Ten gevolge van een kennelijke omissie in de tenlastelegging, is in de vierde regel van het tenlastegelegde weggevallen het woord ‘en’. De rechtbank herstelt deze omissie middels cursief en leest voormelde zinsnede zoals hiervoor is vermeld. Blijkens het verhandelde ter terechtzitting is verdachte daardoor niet in de verdediging geschaad.
De rechtbank acht niet bewezen hetgeen meer of anders is ten laste gelegd. Verdachte zal daarvan worden vrijgesproken.

5.De strafbaarheid

Er zijn geen feiten of omstandigheden aannemelijk geworden die de strafbaarheid van het feit uitsluiten. Dit levert het in de beslissing genoemde strafbare feit op.
Verdachte is strafbaar, omdat niet is gebleken van een omstandigheid die zijn strafbaarheid uitsluit.

6.De strafoplegging

6.1
De vordering van de officier van justitie
De officier van justitie vordert aan verdachte op te leggen een voorwaardelijke jeugddetentie voor de duur van 120 dagen met een proeftijd van 2 jaar en met de bijzondere voorwaarden dat verdachte zich niet zal onttrekken aan scholing en/of dagbesteding en dat verdachte zich zal houden aan de aanwijzingen van de jeugdreclassering. Daarnaast vordert de officier van justitie aan verdachte op te leggen een werkstraf voor de duur van 160 uren. Het bewezenverklaarde feit betreft een ernstig feit. Het betreft een jeugdige verdachte. De officier van justitie houdt ook rekening met de rapportages over verdachte, het strafblad van verdachte en de richtlijnen van het Openbaar Ministerie.
6.2
Het standpunt van de verdediging
De verdediging heeft zich primair op het standpunt gesteld dat verdachte moet worden vrijgesproken. Indien de rechtbank tot een veroordeling komt, geeft de verdediging de rechtbank in overweging een lagere werkstraf en voorwaardelijke jeugddetentie op te leggen. De verdediging kan zich erin vinden dat verdachte nog langer wordt begeleid door de jeugdreclassering. Verdachte is nog jong, heeft een blanco strafblad en het gaat op dit moment goed met verdachte.
6.3
Het oordeel van de rechtbank
Verdachte heeft samen met een ander een overval op een [naam 1] gepleegd. Verdachte en zijn mededader hebben daarbij [naam 3] en [naam 4] met een mes en een op een vuurwapen gelijkend voorwerp bedreigd. Dat dit bij beiden hevige gevoelens van angst heeft veroorzaakt, blijkt duidelijk uit de aangiftes. [naam 3] was erg geschrokken. Hij voelde zich bedreigd. [naam 4] was bang dat er zou worden geschoten. De ervaring leert dat slachtoffers van een dergelijk ernstig feit daarvan langdurig psychische klachten kunnen ondervinden. Voorts versterkt een overval als deze de in de samenleving bestaande gevoelens van onrust en onveiligheid.
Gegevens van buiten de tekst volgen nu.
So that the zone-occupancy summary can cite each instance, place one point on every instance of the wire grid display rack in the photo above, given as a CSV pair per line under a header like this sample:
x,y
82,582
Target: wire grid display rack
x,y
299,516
Bij het voorgaande heeft verdachte kennelijk in het geheel niet stilgestaan. Het heeft hem er in ieder geval niet van weerhouden om, ten koste van anderen, op deze manier snel aan geld te komen. Het gemak waarmee verdachte dit ernstig te achten feit heeft gepleegd, geeft een zeer zorgelijk beeld van verdachte.
Naast de ernst van het feit heeft de rechtbank rekening gehouden met het strafblad van verdachte, waaruit blijkt dat verdachte niet eerder is veroordeeld.
Ook heeft de rechtbank in ogenschouw genomen het rapport van de Raad voor de Kinderbescherming (hierna: de Raad) van 29 september 2020 en de toelichting hierop ter zitting. Binnen de thuissituatie kan verdachte terugvallen op betrokken ouders en worden er geen grote zorgen gezien. Ook zijn er geen zorgen over de scholing, de gemoedstoestand en het alcohol- en drugsgebruik van verdachte. Omgaan met antisociale vrienden doet de kans op herhaling echter toenemen. Als het aandeel van verdachte groter blijkt te zijn dan wat hij aangeeft, zou dit de zorgen van de Raad fors doen toenemen. Verdachte heeft in dat geval geruime tijd geen inzicht gegeven in wat er daadwerkelijk is gebeurd en heeft geen oog voor de gevolgen voor de slachtoffers in deze zaak. De Raad adviseert een voorwaardelijke detentiestraf en een onvoorwaardelijke werkstraf op te leggen, onder de bijzondere voorwaarden dat verdachte zich niet onttrekt aan dagbesteding of scholing en dat verdachte zich zal houden aan de aanwijzingen van de jeugdreclassering, waarbij aan de gecertificeerde instelling, te weten William Schrikker Stichting Jeugdbescherming en Jeugdreclassering opdracht wordt gegeven om toezicht te houden op de naleving van de voorwaarden. Gewerkt dient te worden aan de houding van verdachte, het maken van de juiste keuzes, het aangaan van relaties, de vriendenkeuze, de beïnvloeding van verdachte en een adequate vrijetijdsbesteding.
Voorts heeft de rechtbank betrokken het rapport van de jeugdreclassering van 16 september 2020 en de toelichting hierop ter zitting. Verdachte heeft zich gehouden aan de schorsende voorwaarden
.Er zijn weinig tot geen zorgen over verdachte. Over het algemeen genomen gaat het goed met verdachte. Verdachte is de afgelopen periode wel
eenmalig in aanraking gekomen met politievanwege het rijden zonder rijbewijs op de scooter van zijn broer. Verdachte heeft een fijne gezinssituatie en vult zijn vrije tijd op een positieve manier in met positieve jongeren. Verdachte is inmiddels doorgestroomd vanuit het speciaal onderwijs naar de Entreeopleiding. De kans op recidive wordt
als laag ingeschat.
De rechtbank neemt bij het bepalen van de straf de oriëntatiepunten van het LOVS als uitgangspunt. Het oriëntatiepunt voor een overval op een winkel bedraagt minimaal 4 maanden jeugddetentie. De rechtbank merkt daarbij de volgende omstandigheden als strafverzwarend aan, waarbij iedere strafverzwarende omstandigheid daarbij in beginsel telt voor 60 uur werkstraf dan wel 1 maand jeugddetentie: verdachte heeft het feit samen met een mededader gepleegd en de bedreiging met geweld is kracht bijgezet door hiervoor een mes en een op een vuurwapen gelijkend voorwerp te gebruiken.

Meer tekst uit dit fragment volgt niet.